To give a bit of background, it’s important to understand how we use Postgres today. We operate two clusters (unique databases), one which stores event metadata, and the other which stores the remainder of the Sentry platform data. These clusters operate with cold-standby replicas, which are only used in disaster or maintenance scenarios.
When data comes into Sentry, it primarily falls into three categories:
- the event blob, which is immutable and written into a Riak cluster
- key/value pairs representing tags (such as the device name, or operating system)
- various attributes like “last time seen” on an aggregate
Most data is stored in SQL, with the exception being the large event blobs. We rely on Riak for it’s operational scalability, but utilize it in only the most primitive way — as a key value store. Inside of SQL we maintain references to the Riak keys, keeping it as our source of truth.
We commonly see a pattern of heavily-duplicated, high-frequency events due to the nature of errors. Internally we take an error and de-duplicate it into an aggregate. This gives us two scenarios:
- A lot of the same errors bubble up to the same aggregate issue
- Many unique errors are creating new aggregates (or updating existing ones).
For the data within SQL, there are two types of attributes which see heavy mutation:
- Cardinality counters — frequency of events or the number of values seen for a tag.
- “Latest Value” attributes — such as the last time an event was seen in an aggregate.
In the first situation we want to increment a basic counter. This would be equivalent to the following SQL statement:
UPDATE table SET counter = counter + 1 WHERE key = %s;
Our second case is a denormalization of the data that is stored with the event.
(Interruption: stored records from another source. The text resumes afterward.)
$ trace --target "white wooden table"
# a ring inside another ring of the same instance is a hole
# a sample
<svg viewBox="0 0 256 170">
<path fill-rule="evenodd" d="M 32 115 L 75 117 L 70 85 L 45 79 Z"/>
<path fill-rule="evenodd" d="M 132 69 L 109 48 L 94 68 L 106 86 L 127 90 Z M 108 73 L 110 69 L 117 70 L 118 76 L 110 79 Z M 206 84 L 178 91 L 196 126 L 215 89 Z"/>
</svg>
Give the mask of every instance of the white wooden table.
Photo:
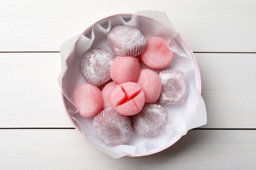
<svg viewBox="0 0 256 170">
<path fill-rule="evenodd" d="M 0 169 L 255 169 L 256 1 L 0 0 Z M 166 12 L 199 63 L 206 126 L 114 160 L 66 114 L 59 48 L 116 13 Z"/>
</svg>

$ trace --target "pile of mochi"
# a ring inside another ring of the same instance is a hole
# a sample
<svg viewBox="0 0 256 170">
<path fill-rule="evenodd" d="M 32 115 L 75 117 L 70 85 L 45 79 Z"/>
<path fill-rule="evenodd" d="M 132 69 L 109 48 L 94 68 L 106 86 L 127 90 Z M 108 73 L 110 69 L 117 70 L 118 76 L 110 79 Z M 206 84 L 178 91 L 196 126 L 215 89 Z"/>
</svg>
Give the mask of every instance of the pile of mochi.
<svg viewBox="0 0 256 170">
<path fill-rule="evenodd" d="M 73 94 L 79 113 L 93 118 L 96 133 L 111 146 L 127 142 L 133 133 L 159 136 L 168 120 L 162 105 L 183 103 L 188 95 L 184 73 L 164 70 L 173 52 L 165 39 L 147 40 L 131 26 L 114 27 L 107 39 L 112 53 L 93 49 L 81 60 L 80 70 L 88 83 Z M 140 68 L 143 64 L 147 69 Z"/>
</svg>

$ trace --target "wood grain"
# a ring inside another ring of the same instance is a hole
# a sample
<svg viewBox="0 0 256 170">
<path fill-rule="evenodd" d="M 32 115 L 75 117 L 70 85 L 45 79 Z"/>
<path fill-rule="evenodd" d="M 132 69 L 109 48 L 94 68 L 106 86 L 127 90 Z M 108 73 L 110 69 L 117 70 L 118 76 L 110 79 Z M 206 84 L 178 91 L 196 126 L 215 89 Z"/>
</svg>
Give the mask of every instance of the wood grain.
<svg viewBox="0 0 256 170">
<path fill-rule="evenodd" d="M 196 54 L 207 128 L 256 128 L 256 54 Z M 58 53 L 0 54 L 0 128 L 72 128 Z M 12 67 L 10 67 L 11 65 Z"/>
<path fill-rule="evenodd" d="M 0 169 L 253 169 L 254 131 L 192 130 L 160 153 L 114 160 L 74 129 L 0 130 Z"/>
<path fill-rule="evenodd" d="M 196 52 L 256 52 L 255 1 L 1 1 L 0 51 L 58 51 L 110 15 L 165 12 Z"/>
</svg>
In the aggregate we store a few attributes of the latest event, including the timestamp and title.
In Sentry we’re content with a last-write-wins scenario, so we simply overwrite the existing value with the most recently observed values:
UPDATE table SET last_seen = %s WHERE key = %s;
While the way Postgres does locking is too complex for this post, it’s an important factor in some of the decisions we’ve taken. Whenever an entity needs written to Postgres it will take out a shared lock for that row. In Sentry this can be a serious issue as many times an error will aggregate up into the same entity, which then triggers many updates to the same row. When these updates are all trying to hit the same entity (row) throughput grinds to a halt while you wait to acquire the write lock.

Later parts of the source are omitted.